Inde

Flag of India

→ L’Inde n’est pas un pays signataire de la Convention de Vienne sur la circulation routière (1968).

→ L’Inde figure à la 24ème place du Autonomous Vehicles Readiness Index 2019 (20ème en 2018).

Aspects législatifs & politiques

• Généraux

Divisée en 29 États et en 7 territoires, l’Inde est une république parlementaire fédérale, dont le système politique s’inspire du parlementarisme britannique. État indépendant depuis 1947, l’Inde est régulièrement nommée la « plus grande démocratie du monde », en référence à ses 800 millions d’électeurs. Le pouvoir est partagé entre le gouvernement central et les États territoires. Le président indien ne possède qu’une fonction symbolique, et le premier ministre détient l’essentiel du pouvoir.

• Circulation routière

L’Inde dispose d’un Ministère du Développement urbain, et un Ministère des Transports routiers et Autoroutes, en charge des mobilités. Dans ce domaine, le deuxième pays le plus peuplé au monde doit faire face à des défis colossaux : une pollution – notamment sonore – gigantesque, une accidentalité routière importante ou encore une congestion de plus en plus préoccupante de ses villes, alors que le nombre de voitures en circulation dans le pays ne cesse d’augmenter. Au sein de cet immense territoire, seuls trois métros sont en circulation, et les transports publics ne représentent que 22% des déplacements urbains (à titre de comparaison, ce chiffre est de 40% au Brésil). Cette petite part peut s’expliquer notamment par l’importance des taxes sur les véhicules publics, supérieures aux voitures ou scooter individuels : un trajet sur un véhicule motorisé individuel semble moins cher qu’en transport en commun pour un usager.
Le gouvernement Modi a lancé l’ambitieux projet Smart Cities 100, un plan de modernisation de ses villes, qui se veut adapté à chacune d’entre elles. Une transformation difficile, alors que le territoire manque encore d’infrastructures de base et 70% de ses habitants vivent dans les campagnes.

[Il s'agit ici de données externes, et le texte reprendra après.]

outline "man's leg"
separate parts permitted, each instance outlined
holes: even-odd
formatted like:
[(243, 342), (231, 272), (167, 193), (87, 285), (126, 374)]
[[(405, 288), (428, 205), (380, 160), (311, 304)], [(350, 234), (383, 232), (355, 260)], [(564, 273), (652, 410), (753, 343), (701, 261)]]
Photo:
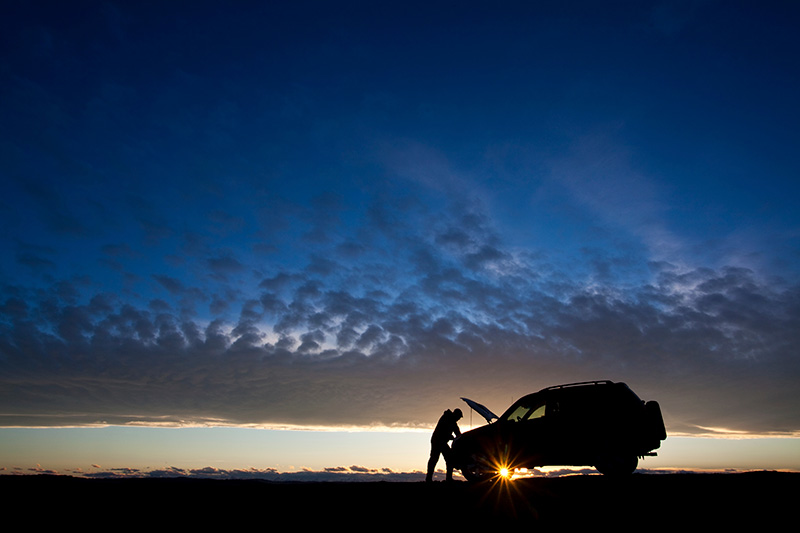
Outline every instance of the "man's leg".
[(425, 481), (433, 481), (433, 471), (436, 470), (436, 463), (439, 462), (439, 454), (444, 455), (445, 450), (449, 450), (447, 443), (444, 445), (438, 442), (431, 443), (431, 457), (428, 459), (428, 475), (425, 476)]
[(425, 476), (425, 481), (433, 481), (433, 471), (436, 470), (436, 463), (439, 462), (439, 448), (435, 444), (431, 444), (431, 457), (428, 459), (428, 475)]
[(447, 465), (447, 477), (445, 479), (447, 481), (453, 481), (453, 461), (450, 454), (450, 446), (446, 444), (444, 445), (442, 448), (442, 455), (444, 456), (444, 462)]

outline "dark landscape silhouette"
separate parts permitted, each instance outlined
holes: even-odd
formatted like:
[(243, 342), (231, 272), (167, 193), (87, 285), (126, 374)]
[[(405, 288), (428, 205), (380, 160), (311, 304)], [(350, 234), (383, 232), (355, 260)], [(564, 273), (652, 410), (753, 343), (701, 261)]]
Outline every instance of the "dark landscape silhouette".
[(512, 482), (300, 482), (211, 479), (82, 479), (0, 476), (7, 509), (38, 522), (142, 527), (344, 525), (517, 526), (615, 530), (736, 525), (760, 529), (793, 519), (800, 474), (633, 474)]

Le Véhicule autonome en Inde

Ralentie par de nombreux obstacles structurels, l’Inde possède toutefois un certain nombre d’atouts ayant suscité les encouragements du cabinet KPMG, qui l’a positionnée à la 24ème place de son classement annuel.

• Une population particulièrement enthousiaste… mais un gouvernement central peu impliqué

Les nombreux problèmes de circulation que rencontre le pays sont peut être, justement, la raison pour laquelle la population indienne se dit globalement très favorable à un déploiement de véhicules autonomes sur le territoire. Les Indiens seraient ainsi, au niveau mondial, les plus enthousiastes à l’idée de circuler dans une voiture sans chauffeur.
Toutefois, le gouvernement indien ne fait pas preuve du même entrain : aucun département dédié au véhicule autonome ne le compose. Le pays est ainsi au début d’un processus de développement. De timides expérimentations ont cependant vu le jour, notamment un train souterrain à Mumbai. L’autonomie serait ainsi, dans un premier temps, plutôt pensée pour les transports publics, mais aussi le fret et l’optimisation logistique : un déploiement massif nécessiterait un investissement d’une trop grande importance, compte tenu de la modernisation requise de ses infrastructures.

• Une terre d’innovation aux startups convaincantes

Si l’autonomie à grande échelle semble encore lointaine au sein du territoire indien, les startup nationales rivalisent d’innovation pour créer de nouveaux outils dédiés aux véhicules sans conducteur, qu’elles visent plutôt à exporter hors de leurs frontières. La puissance technologique indienne représente un véritable trésor national : à l’instar de la stratégie israélienne, l’Inde souhaite devenir le leader des équipementiers dédiés au véhicule autonome. La pépite israélienne Mobileye et l’indienne Revv, spécialisée dans la location de voitures, collaborent activement ensemble pour bâtir de nouveaux systèmes permettant à terme de réduire au maximum le nombre d’accidents routiers.